Research, research, research.
There are a multitude of resources out there for finding a new mechanic whether you’ve moved, your mechanic has retired, or you’ve discovered your current mechanic is less than awesome.
With these six tips, you’ll be able to put together a short list of good mechanics in the area and then you can dig a little deeper or audition them on a basic maintenance or repair job.
- Ask family, friends, and coworkers. They’ll be honest. Talking to people you trust about their experiences with local mechanics can be an eye-opening experience. Try to find people that have a similar car or at least the same make – some mechanics specialize in certain types of vehicles and it’s disappointing to hear about a great mechanic only to learn he/she doesn’t work on your brand. Also, try to stay objective, even if your friends know a great mechanic, that person may not be the right fit for you – additional research is still required.

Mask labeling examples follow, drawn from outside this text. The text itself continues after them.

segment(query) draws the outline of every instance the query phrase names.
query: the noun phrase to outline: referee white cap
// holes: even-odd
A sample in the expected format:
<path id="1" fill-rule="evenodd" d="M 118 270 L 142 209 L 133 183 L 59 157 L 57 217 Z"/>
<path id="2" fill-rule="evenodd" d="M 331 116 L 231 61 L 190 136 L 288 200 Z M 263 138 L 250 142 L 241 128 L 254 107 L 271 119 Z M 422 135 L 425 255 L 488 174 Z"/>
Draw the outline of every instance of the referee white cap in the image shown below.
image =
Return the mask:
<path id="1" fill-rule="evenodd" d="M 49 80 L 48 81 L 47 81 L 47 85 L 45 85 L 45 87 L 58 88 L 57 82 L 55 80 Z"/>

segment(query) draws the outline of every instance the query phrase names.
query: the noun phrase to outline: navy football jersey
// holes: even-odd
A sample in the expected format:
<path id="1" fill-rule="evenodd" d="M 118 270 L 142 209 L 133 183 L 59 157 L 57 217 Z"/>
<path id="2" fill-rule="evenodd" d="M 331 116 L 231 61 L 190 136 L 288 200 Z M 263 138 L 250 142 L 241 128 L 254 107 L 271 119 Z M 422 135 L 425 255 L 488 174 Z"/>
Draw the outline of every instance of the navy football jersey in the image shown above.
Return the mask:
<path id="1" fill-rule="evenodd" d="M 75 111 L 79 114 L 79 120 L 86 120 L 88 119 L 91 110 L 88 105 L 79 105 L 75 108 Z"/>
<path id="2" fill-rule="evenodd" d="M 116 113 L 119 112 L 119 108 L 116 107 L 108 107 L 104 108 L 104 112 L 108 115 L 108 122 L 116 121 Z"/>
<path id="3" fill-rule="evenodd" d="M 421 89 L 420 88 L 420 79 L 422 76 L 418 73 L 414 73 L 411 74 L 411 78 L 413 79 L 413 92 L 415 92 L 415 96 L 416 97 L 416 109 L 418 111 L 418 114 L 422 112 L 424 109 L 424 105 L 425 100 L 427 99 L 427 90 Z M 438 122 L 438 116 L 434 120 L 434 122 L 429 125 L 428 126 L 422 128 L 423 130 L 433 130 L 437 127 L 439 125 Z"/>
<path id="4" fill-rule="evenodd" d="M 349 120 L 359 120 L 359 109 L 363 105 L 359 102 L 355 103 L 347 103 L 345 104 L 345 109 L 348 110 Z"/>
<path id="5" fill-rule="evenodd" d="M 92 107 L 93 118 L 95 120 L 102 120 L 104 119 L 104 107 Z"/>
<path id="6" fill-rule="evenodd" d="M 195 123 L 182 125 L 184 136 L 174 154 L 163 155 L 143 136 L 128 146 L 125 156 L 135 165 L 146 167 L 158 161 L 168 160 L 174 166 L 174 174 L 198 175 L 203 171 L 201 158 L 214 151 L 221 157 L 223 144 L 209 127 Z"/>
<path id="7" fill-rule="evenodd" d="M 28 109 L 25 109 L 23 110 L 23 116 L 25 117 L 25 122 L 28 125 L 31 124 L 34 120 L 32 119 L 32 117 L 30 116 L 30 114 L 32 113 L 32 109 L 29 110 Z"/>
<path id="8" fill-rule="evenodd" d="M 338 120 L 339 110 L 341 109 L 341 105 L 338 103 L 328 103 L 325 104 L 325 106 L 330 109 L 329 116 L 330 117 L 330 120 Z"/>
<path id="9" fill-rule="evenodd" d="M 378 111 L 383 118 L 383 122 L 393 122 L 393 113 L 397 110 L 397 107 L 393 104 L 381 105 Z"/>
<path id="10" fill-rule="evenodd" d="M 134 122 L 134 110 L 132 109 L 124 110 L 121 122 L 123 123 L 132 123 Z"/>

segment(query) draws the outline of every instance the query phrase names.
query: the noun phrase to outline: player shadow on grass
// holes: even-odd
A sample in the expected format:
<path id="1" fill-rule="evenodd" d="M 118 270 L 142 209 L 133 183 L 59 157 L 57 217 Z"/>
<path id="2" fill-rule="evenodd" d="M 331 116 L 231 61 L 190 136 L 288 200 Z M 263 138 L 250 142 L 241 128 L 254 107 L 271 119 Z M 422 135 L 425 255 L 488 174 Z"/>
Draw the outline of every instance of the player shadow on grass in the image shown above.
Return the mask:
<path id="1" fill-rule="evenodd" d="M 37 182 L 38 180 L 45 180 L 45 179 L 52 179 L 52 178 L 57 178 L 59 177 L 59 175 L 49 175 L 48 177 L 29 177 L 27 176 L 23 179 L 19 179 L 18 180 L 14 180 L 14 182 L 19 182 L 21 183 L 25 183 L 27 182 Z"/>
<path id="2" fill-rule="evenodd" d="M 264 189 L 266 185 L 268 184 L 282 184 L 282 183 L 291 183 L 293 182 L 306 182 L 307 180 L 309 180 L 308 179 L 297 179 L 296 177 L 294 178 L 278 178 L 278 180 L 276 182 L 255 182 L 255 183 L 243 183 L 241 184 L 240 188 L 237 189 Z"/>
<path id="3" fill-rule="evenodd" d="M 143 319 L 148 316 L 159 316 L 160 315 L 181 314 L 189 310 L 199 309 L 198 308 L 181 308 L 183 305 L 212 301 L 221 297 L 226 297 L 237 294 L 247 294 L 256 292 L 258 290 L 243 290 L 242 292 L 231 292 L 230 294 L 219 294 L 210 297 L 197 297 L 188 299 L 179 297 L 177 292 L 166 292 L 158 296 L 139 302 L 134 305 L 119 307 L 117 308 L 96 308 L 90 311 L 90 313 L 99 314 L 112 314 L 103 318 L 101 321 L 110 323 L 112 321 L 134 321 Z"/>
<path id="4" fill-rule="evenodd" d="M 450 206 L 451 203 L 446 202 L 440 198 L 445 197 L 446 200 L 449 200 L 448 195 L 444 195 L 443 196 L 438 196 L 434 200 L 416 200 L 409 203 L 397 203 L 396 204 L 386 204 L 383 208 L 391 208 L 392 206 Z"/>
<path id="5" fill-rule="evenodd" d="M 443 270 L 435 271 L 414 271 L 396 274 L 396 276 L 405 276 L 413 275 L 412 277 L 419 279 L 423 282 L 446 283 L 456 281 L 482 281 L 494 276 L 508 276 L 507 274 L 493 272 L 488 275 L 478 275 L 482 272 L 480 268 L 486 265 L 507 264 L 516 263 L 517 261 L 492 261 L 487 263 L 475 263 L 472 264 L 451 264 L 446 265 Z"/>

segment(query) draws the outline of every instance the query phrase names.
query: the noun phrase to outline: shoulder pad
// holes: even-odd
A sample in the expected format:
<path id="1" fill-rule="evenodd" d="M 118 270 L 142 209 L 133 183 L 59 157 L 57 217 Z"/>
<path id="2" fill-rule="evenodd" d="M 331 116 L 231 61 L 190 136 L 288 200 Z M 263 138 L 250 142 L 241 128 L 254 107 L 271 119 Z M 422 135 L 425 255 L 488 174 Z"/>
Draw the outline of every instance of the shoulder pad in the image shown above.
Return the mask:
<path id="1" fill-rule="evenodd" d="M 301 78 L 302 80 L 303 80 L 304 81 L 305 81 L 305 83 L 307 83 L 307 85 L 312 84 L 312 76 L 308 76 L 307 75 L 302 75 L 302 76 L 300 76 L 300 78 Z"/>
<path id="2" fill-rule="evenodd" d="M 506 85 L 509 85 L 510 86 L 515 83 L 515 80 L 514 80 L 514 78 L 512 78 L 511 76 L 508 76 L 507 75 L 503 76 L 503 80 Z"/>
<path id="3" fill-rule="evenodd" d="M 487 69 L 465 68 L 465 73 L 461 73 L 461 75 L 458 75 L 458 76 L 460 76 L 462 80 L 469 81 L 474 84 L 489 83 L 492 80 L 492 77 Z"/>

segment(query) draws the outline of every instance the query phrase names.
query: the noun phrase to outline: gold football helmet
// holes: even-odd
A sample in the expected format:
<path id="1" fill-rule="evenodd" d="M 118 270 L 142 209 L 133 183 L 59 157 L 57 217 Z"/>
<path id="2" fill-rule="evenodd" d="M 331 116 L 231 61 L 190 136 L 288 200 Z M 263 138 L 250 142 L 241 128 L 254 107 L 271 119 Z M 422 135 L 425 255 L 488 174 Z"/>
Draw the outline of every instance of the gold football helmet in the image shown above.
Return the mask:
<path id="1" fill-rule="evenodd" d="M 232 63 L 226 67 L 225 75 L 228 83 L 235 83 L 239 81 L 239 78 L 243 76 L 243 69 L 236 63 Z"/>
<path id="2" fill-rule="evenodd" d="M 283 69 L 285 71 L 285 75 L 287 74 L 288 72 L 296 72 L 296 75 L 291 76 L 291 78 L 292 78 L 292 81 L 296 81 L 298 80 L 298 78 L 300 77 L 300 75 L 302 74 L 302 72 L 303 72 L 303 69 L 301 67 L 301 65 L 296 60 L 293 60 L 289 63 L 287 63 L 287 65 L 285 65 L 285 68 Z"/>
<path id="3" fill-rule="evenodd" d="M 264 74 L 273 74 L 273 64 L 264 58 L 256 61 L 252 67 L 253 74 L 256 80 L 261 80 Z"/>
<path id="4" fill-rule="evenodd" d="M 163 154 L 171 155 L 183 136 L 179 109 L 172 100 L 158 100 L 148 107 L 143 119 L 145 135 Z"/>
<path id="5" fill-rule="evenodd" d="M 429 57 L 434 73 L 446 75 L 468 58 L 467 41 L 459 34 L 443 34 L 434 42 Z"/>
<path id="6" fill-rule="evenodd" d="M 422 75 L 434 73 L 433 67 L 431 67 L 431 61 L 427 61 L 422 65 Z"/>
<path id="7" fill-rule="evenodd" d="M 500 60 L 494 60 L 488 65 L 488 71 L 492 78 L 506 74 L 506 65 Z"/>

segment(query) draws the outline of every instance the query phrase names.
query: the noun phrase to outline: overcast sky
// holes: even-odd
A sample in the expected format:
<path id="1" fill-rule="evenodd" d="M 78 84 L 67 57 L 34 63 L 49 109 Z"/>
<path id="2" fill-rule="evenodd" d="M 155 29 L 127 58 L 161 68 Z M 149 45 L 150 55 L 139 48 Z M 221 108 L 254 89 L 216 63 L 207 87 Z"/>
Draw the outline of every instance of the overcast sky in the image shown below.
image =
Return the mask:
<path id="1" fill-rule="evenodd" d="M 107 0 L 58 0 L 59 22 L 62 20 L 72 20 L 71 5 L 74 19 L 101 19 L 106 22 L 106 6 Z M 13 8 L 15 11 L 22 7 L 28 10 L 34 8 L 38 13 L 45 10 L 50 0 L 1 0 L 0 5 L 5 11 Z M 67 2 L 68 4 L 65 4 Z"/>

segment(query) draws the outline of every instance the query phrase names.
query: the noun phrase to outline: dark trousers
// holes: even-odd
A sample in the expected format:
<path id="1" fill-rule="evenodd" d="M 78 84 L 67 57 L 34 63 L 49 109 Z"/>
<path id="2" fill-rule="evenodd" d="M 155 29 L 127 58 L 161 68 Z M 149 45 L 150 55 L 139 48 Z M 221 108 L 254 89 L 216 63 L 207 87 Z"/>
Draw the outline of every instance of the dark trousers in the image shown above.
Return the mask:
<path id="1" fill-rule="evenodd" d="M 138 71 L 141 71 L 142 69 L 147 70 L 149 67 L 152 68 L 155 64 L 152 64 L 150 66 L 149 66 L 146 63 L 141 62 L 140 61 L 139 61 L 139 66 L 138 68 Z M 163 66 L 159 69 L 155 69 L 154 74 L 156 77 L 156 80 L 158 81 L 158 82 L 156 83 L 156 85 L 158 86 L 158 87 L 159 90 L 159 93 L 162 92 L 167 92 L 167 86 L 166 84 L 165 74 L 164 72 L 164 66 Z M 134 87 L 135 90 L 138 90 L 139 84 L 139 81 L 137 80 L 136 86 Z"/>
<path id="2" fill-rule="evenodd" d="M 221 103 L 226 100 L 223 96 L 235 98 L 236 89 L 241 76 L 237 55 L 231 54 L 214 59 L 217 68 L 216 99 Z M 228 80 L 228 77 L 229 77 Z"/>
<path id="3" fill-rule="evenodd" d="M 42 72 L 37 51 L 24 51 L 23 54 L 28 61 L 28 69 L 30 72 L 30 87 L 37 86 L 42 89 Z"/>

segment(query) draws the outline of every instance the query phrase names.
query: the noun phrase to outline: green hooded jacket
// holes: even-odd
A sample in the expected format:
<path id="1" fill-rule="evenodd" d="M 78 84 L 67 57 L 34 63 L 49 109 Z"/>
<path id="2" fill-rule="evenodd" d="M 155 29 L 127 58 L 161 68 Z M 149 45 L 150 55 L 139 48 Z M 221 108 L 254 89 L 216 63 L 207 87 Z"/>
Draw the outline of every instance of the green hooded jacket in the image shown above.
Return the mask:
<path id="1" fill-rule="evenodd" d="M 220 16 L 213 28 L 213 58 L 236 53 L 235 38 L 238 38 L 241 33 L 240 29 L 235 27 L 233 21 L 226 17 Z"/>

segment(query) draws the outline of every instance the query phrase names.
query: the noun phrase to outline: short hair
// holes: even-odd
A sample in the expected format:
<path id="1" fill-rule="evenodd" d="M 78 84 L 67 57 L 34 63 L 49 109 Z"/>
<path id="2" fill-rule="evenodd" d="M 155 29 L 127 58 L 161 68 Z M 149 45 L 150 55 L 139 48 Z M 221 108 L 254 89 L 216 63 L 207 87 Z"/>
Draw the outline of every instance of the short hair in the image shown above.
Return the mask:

- Look for an ASE Certified mechanic. ASE Certification comes from a third-party, the National Institute for Automotive Service Excellence, which requires mechanics have at least two years of work experience and pass at least one specialty test. ASE-certified mechanics must renew their certification every five years.
- Factor in affiliation. Many mechanics are affiliated with third parties that help ensure quality service. For example, AAA-certified mechanics are held to specific, high standards and if you have any issues with the mechanic you can get in touch with AAA and they’ll investigate what happened.
- Choose a mechanic that specializes in your make. Many mechanics will only work on certain types of car. Before you get too far into your research, it will serve you well to double check that the mechanics on your short list all service your make and model.
- Read online reviews from places like Car Talk or RepairPal. Both CarTalk.com and RepairPal.com have extensive databases that you can use to find mechanics. Users can also rate and review the mechanics. People are generally quite honest. Read a sampling of reviews, keeping in mind that one amazing or one awful review shouldn’t color your thoughts on a mechanic entirely. Trust the general consensus.
- Check out what the Better Business Bureau has to say about your short list. The Better Business Bureau (BBB) receives many, many complaints about mechanics. Searching through their databases can help you find mechanics to avoid.